Oleh: Iman Adipurnama
Bulan April selalu tampil lain daripada biasanya. Di tanggal 21 kaum
hawa ramai-ramai mengenakan kain kebaya dan sanggul. Berbagai seremoni
tersaji di setiap pelosok tempat. Suasana perkantoran, instansi
pemerintahan, swasta hingga organisasi kemasyarakatan berlomba
mengadakan berbagai kegiatan untuk memperingati hari Kartini. Siapa tak
kenal Kartini?
Hampir semua anak bangsa menjadikan sosok Kartini sebagai
satu-satunya tokoh pergerakan perempuan di Indonesia. Sosoknya menjadi
ikon kemajuan perempuan Indonesia. Lalu pernahkah kita bertanya: “Kenapa
harus Kartini yang menjadi ikon?”
Anak-anak bangsa, saya yakin, jarang atau bahkan tak pernah mendengar
nama Malahayati. Padahal ia adalah laksamana perempuan pertama di
dunia, bukan hanya di Indonesia. Perempuan asal Aceh ini memimpin armada
perang Kesultanan Aceh di Selat Malaka. Namanya bahkan ditakuti armada
laut Portugis, Belanda dan Inggris. Sebab Malahayati-lah yang berhasil
membunuh Cornelis de Houtman pada tahun 1599. Cornelis de Houtman adalah
orang pertama yang menancapkan imperialisme di tanah Nusantara ini.
Tanah rencong, Aceh, telah begitu banyak menelurkan
perempuan-perempuan hebat. Tercatat nama-nama agung mujahidah Aceh
seperti Cut Nyak Dien, Cut Nyak Meutia, Teungku Fakinah, Pocut Meurah
Intan, Pocut Baren dan Cutpo Fathimah. Dengan berani mereka melenggang
ke ranah publik, di saat kebanyakan perempuan Indonesia terkurung dalam
sektor domestik. Mereka menjadikan bagian dari kehidupan mereka sebagai jihad fie sabilillah dalam rangka mengusir kaum penjajah.
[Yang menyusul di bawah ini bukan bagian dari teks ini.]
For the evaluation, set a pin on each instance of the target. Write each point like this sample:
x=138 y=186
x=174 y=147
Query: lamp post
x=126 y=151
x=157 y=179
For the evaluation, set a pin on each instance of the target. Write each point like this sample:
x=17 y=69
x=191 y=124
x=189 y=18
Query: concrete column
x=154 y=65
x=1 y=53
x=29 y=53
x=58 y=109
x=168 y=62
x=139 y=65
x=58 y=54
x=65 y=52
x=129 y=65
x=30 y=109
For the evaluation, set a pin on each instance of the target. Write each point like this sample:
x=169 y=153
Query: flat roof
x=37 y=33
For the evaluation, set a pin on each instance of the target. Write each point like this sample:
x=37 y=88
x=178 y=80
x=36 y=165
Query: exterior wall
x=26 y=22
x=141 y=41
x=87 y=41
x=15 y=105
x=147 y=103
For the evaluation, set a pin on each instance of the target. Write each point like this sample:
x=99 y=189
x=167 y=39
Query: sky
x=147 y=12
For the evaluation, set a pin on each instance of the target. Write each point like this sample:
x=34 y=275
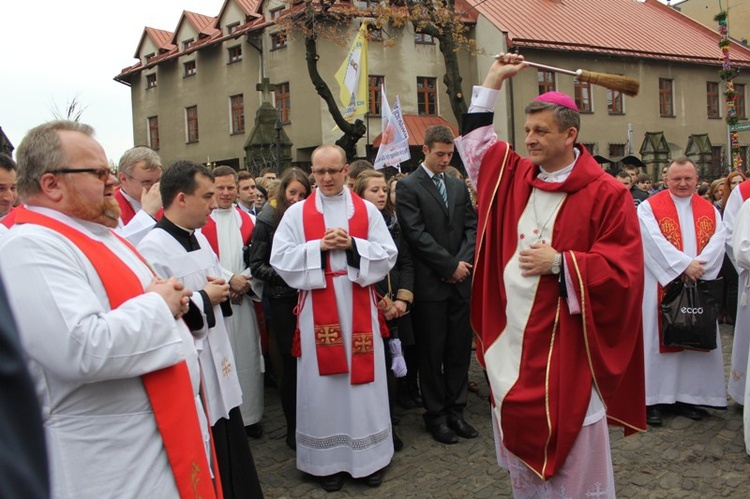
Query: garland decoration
x=727 y=73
Selain perempuan-perempuan Aceh itu ada nama-nama lain sepert Dewi
Sartika dari Bandung, Rohana Kudus dari Sumatera Barat, dan Siti Aisyah
Wa Tenriolle dari Sulawesi Selatan. Mereka semua adalah
perempuan-perempuan yang maju di zamannya dan telah berkontribusi nyata.
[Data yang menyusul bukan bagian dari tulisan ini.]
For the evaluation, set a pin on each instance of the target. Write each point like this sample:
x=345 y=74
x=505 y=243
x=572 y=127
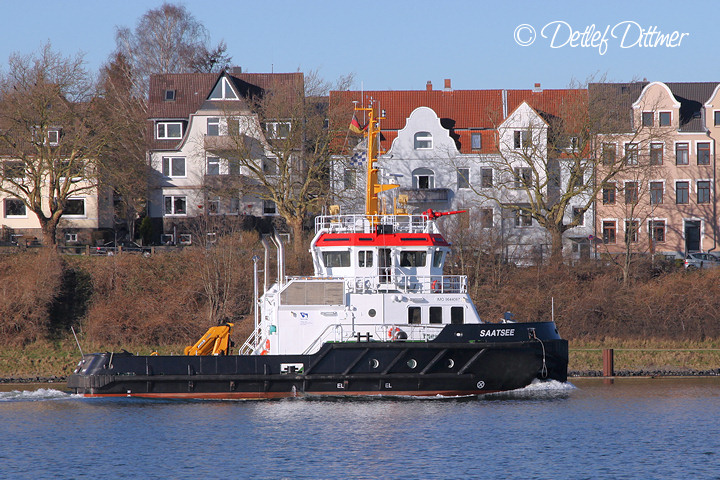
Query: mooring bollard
x=608 y=363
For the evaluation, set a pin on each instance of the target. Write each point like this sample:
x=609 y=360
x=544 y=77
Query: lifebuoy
x=393 y=333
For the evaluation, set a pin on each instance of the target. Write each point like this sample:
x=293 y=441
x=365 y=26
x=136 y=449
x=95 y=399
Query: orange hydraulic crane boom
x=216 y=341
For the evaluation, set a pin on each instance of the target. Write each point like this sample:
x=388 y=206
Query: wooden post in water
x=608 y=363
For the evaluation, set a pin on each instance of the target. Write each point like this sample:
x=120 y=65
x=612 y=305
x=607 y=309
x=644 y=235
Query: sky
x=401 y=45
Rohana Kudus misalnya, ia selangkah lebih maju ketimbang Kartini. Ia
tak hanya melemparkan wacana mengenai sekolah khusus perempuan, akan
tetapi ia sudah mewujudkannya dalam bentuk nyata yakni Sekolah Kerajinan
Amal Setia di tahun 1911. Dan ia merealisasikannya pada usianya yang
masih 27 tahun. Sementara sekolah Kartini baru didirikan 11 tahun
setelah wafatnya yakni di tahun 1915.
Lain lagi dengan Dewi Sartika, perempuan asal Bandung ini berhasil
mendirikan Sakola Kautamaan Istri (Sekolah Keutamaan Perempuan) di tahun
1904, tahun di mana wafatnya Kartini. Sekolah ini adalah sekolah
perempuan pertama di Hindia Belanda.
Sementara Siti Aisyah Wa Tenriolle dari Sulawesi Selatan adalah Ratu
dari kerajaan Tannete. Ia adalah Ratu terlama di Indonesia (1855-1910).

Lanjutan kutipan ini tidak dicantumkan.